# JSF & FileDialog



## harl3kin (19. Jan 2006)

Hallo zusammen,

ich bastel mir gerade eine Web-Applikation mit JSF zusammen. Von einer faces Seite will ich nun den "Save as..." Dialog mittels der Klasse FileDialog aufrufen. Der Konstrukter dieser Klasse erwartet jedoch die Angabe eines parent Frames. Wie soll ich nun vorgehen, da mein parent Frame ja die JSF Seite ist?


Gruß,
Thorsten


----------



## Bleiglanz (19. Jan 2006)

das geht nicht

der FileDialog würde ja auf dem Server ausgeführt und nicht beim Client

hat doch jeder selber im Browser, ist völlig überflüssig


----------



## harl3kin (19. Jan 2006)

Ok...da hast du recht. So wirds nicht gehen.
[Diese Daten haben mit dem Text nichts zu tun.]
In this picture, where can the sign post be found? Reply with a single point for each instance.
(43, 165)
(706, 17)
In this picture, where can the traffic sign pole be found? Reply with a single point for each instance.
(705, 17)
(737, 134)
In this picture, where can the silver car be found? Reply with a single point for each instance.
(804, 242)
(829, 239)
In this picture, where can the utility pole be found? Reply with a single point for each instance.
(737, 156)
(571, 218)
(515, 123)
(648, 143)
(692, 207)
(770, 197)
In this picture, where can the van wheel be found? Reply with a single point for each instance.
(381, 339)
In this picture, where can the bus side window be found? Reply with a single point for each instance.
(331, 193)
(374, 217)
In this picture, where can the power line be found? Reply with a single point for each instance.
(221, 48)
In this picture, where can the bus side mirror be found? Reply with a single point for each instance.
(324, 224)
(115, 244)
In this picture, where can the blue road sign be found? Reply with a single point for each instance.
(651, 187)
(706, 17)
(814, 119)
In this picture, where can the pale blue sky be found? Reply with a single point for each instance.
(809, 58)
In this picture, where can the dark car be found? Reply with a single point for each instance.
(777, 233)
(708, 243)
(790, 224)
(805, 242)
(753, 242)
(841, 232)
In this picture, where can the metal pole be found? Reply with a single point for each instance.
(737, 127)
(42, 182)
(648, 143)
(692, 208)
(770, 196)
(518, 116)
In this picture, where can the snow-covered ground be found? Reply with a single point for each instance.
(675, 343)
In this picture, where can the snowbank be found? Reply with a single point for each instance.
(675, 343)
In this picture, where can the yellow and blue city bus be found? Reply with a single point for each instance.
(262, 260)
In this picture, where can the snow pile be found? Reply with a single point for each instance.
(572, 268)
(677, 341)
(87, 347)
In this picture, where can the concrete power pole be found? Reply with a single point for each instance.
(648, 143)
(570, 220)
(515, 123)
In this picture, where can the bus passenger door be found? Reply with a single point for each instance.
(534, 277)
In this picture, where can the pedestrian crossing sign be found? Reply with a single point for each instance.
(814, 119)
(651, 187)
Aber ich brauch den Dialog trotzdem explizit. 
Ich will den Inhalt der Faces-Seite in csv-Format konvertieren, so dass jeder sich dieses csv-File lokal speichern kann.
Gibts von JSF irgendein Tag, das mir einen "Speichern-Dialog" aufruft?


----------



## Bleiglanz (19. Jan 2006)

nein, setz den HTTP content type Header auf irgendwas "unbekanntes" und schon kommt der Speichern-Dialog


----------